Madeline tells Hudson she hates the word "friends" because it diminishes what she feels. She kisses him, and their physical relationship begins. Madeline proposes ending the employer-employee arrangement so their dynamic is no longer transactional: She will cook because she wants to, and he will support her and Lucy.
After months of practice, Hudson sits beside Lucy and begins signing. He introduces himself and tells her he has been learning for her. Madeline sobs; Lucy's own father refused to learn sign language. Lucy gives Hudson a name sign, the ASL sign for "hockey" combined with fingerspelling his name, a deeply meaningful gesture in Deaf culture.

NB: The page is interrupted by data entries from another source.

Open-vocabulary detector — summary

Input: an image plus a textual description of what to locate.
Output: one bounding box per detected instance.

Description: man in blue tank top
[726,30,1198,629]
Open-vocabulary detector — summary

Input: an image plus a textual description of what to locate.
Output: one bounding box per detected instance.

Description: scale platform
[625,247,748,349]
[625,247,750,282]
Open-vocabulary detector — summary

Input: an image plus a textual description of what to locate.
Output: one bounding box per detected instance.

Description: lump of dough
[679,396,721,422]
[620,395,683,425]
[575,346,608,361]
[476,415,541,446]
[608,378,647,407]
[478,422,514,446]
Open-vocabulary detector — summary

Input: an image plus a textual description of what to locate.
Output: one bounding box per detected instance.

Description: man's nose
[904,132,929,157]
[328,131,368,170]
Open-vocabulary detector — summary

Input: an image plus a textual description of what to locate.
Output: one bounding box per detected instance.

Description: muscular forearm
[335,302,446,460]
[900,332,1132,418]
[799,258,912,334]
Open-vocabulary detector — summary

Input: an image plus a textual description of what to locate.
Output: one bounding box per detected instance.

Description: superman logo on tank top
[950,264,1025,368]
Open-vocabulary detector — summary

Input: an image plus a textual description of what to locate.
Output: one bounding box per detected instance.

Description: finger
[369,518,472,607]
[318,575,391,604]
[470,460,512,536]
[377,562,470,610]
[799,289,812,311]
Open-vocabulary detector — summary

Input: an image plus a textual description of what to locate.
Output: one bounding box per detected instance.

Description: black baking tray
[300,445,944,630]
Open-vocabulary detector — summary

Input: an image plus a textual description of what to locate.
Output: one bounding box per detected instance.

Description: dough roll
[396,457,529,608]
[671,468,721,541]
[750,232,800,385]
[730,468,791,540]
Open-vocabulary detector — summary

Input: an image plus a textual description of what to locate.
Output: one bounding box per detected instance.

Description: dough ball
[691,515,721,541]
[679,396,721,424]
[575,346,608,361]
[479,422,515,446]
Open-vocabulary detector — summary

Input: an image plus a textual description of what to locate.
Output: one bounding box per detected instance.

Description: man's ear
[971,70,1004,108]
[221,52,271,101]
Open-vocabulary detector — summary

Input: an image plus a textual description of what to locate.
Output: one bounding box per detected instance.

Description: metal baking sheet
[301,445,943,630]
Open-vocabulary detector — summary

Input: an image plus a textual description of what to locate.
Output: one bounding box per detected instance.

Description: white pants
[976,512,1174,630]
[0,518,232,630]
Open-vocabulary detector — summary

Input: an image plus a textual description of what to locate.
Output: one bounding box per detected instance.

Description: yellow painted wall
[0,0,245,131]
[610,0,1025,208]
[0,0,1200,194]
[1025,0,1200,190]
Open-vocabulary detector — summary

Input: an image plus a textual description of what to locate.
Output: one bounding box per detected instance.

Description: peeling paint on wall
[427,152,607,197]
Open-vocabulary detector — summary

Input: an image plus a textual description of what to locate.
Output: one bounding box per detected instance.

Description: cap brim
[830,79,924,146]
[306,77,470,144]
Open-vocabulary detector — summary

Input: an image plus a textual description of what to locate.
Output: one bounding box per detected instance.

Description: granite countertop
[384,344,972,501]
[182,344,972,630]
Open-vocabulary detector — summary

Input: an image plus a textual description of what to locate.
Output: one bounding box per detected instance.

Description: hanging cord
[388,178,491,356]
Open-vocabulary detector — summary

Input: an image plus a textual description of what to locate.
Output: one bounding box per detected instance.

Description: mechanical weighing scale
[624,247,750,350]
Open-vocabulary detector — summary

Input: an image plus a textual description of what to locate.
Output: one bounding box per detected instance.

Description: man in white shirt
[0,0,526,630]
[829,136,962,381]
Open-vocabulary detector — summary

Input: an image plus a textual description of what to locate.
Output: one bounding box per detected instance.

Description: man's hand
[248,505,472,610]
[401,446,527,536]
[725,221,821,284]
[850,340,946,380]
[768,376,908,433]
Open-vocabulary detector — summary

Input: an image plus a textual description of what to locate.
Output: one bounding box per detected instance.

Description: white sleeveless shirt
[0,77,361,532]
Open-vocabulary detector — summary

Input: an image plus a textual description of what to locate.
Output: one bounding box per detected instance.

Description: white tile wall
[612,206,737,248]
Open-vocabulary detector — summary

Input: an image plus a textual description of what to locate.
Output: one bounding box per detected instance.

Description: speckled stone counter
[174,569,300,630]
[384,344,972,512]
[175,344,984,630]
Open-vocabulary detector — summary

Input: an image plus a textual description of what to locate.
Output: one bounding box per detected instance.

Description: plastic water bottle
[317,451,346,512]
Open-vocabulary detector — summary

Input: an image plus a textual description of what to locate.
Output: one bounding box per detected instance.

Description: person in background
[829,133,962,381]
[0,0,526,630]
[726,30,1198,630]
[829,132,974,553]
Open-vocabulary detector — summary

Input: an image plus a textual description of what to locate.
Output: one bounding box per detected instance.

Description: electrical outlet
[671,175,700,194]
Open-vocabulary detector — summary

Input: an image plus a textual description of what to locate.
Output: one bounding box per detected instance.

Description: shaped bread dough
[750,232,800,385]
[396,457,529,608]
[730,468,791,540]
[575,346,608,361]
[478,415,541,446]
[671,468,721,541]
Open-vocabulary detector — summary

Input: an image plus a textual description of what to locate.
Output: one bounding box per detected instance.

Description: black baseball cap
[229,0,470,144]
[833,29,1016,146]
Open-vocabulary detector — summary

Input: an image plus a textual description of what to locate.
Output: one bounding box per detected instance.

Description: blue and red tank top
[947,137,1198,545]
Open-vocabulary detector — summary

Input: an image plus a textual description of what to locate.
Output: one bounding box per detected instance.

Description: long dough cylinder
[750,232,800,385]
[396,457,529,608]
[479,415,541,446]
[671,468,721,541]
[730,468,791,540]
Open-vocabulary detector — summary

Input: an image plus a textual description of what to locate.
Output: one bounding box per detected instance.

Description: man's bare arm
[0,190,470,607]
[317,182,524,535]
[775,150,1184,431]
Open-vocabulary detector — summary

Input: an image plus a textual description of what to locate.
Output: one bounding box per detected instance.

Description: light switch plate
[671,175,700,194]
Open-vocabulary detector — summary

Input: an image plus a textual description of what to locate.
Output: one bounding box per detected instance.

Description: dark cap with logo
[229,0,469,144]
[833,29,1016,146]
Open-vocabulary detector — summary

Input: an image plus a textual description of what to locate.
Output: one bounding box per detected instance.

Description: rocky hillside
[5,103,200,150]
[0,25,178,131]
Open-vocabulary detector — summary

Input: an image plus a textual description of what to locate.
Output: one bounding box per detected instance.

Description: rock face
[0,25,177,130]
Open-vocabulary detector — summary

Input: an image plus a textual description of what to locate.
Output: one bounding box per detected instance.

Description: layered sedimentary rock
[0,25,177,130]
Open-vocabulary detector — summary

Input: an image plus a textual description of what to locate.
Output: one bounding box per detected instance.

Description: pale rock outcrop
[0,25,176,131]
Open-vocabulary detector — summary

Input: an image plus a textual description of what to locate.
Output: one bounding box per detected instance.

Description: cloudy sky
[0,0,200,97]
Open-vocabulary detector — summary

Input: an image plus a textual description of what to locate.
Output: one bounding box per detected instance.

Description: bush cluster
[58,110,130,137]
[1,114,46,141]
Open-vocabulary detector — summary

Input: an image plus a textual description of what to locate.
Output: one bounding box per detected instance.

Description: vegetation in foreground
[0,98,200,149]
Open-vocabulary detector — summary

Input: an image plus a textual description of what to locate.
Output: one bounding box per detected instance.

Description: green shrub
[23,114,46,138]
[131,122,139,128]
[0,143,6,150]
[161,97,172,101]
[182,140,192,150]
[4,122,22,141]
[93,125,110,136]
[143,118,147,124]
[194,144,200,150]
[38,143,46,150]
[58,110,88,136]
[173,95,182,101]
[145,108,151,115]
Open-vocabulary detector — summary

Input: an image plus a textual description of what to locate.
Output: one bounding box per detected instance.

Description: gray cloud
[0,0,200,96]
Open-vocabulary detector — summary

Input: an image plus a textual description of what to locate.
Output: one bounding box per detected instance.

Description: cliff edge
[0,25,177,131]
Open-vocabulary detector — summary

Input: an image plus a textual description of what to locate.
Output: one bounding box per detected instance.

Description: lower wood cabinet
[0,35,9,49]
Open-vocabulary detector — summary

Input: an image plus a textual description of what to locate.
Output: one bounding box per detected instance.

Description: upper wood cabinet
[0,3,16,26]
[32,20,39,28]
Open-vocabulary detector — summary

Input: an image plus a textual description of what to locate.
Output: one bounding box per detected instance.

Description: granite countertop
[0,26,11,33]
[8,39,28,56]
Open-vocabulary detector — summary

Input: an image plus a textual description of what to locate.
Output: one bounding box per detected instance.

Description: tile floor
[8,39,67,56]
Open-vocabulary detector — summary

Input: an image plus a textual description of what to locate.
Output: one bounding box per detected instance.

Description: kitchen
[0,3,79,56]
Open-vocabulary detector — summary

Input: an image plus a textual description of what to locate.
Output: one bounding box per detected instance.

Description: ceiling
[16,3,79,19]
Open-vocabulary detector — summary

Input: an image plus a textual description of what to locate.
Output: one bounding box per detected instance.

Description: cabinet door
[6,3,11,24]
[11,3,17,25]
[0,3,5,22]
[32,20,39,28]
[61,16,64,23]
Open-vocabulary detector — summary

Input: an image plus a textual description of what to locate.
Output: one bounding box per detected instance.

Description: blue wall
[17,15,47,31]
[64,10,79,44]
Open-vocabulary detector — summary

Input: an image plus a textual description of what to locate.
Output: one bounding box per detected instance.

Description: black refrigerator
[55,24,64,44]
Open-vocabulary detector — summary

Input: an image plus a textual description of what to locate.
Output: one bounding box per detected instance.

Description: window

Their happiness is tested when Clark appears at a Stars game and approaches Madeline, referring to Lucy as "our daughter." Madeline gets Lucy away and retreats with Piper's help. After the game, Hudson confronts Clark physically, and Madeline intervenes, telling Clark that Lucy is hers and that she never wants to see him again. The confrontation gives Madeline closure.
On Mother's Day, Madeline gives Hudson flower seeds to plant on the balcony in his mother's memory. Hudson tells her he loves her, and she says it back immediately. She voices her remaining fears: She does not want to remarry or have more children. Hudson tells her he wants her and Lucy, and that is enough.
The Stars pursue a second consecutive Stanley Cup. Before a road game, Hudson visits his mother's grave in Georgia. In game seven of the Finals, with the score tied in the final minute, Hudson whispers "For you, Mama" and fires a slap shot into the net as the buzzer sounds. He brings Madeline and Lucy onto the ice to celebrate.
In an epilogue set 18 months later, the family's life is settled. Hudson's father, Duke, visits regularly and has learned to sign. After a game, Lucy presents Hudson with adoption papers so he can legally become her father. He agrees without hesitation, calling it the easiest answer of his life. The novel closes with the three of them on the couch, Hudson affirming there is nowhere he would rather be.